Missing server-side validation - generating inputSchema but never validating
against it in the handler. The client may skip validation.
Bare "type": "string" in schemas - no maxLength, no pattern, no constraints.
Accepts any string of any length.
Binding HTTP to 0.0.0.0 - exposes local servers to the network. Use 127.0.0.1.
No Origin header validation - enables DNS rebinding against local servers.
Leaking error details - stack traces, file paths, or DB errors in tool responses.
Token passthrough - accepting OAuth tokens meant for other services without
audience validation.
Hallucinating SDK methods - inventing API calls that don't exist. See AI Self-Check for the verification checklist item.

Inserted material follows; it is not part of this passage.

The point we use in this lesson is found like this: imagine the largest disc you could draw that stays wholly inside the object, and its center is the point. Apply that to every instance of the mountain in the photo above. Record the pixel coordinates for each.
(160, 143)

Ignoring elicitation actions - handling accept but crashing on decline/cancel.
No graceful shutdown - missing SIGINT/SIGTERM handlers on stdio servers.
Reference Files
references/security.md - OAuth 2.1 details, known CVEs, injection test payloads,
SSRF prevention, session management, and tool poisoning defense
Output Contract
See references/output-contract.md for the full contract.
Skill name: MCP
Deliverable bucket:audits
Mode: conditional. When invoked to analyze, review, audit, or improve existing repo content, emit the full contract - boxed inline header, body summary inline plus per-finding detail in the deliverable file, boxed conclusion, conclusion table - and write the deliverable to docs/local/audits/mcp/<YYYY-MM-DD>-<slug>.md. When invoked to answer a question, teach a concept, build a new artifact, or generate content, respond freely without the contract.
Severity scale:P0 | P1 | P2 | P3 | info (see shared contract; only used in audit/review mode).
Related Skills
security-audit - for auditing MCP servers as part of a broader security review. The
security-audit skill's ASI and MCP sections cover vulnerability patterns; this skill covers
building servers correctly from the start.
code-review - for reviewing MCP server code for correctness beyond security.
docker - for containerizing MCP servers with minimal capabilities.
ai-ml - for Claude API / Anthropic SDK usage in the application that calls MCP tools. Use ai-ml, not this skill, for Anthropic SDK integration code.
backend-api - for general REST/GraphQL API development that does not use the MCP protocol.
browse - for using MCP browsing tools to scrape or interact with web pages; this skill builds the server, browse operates it.
prompt-generator - for writing LLM prompts (not MCP prompt resources); route there when the request is about prompt engineering rather than MCP server construction.
Rules
Validate all tool inputs server-side. Never trust the client or model. Use schema
validation (Zod, Pydantic) with explicit types, ranges, and constraints.
No shell execution with string interpolation. Use argument arrays for system commands.
Keep descriptions concise. Some clients truncate long descriptions. A few sentences
covering what the tool does and its parameters - not implementation details.
Authenticate when handling user data. Use OAuth 2.1 with PKCE for remote servers that
access user data. Auth is optional per spec but strongly recommended.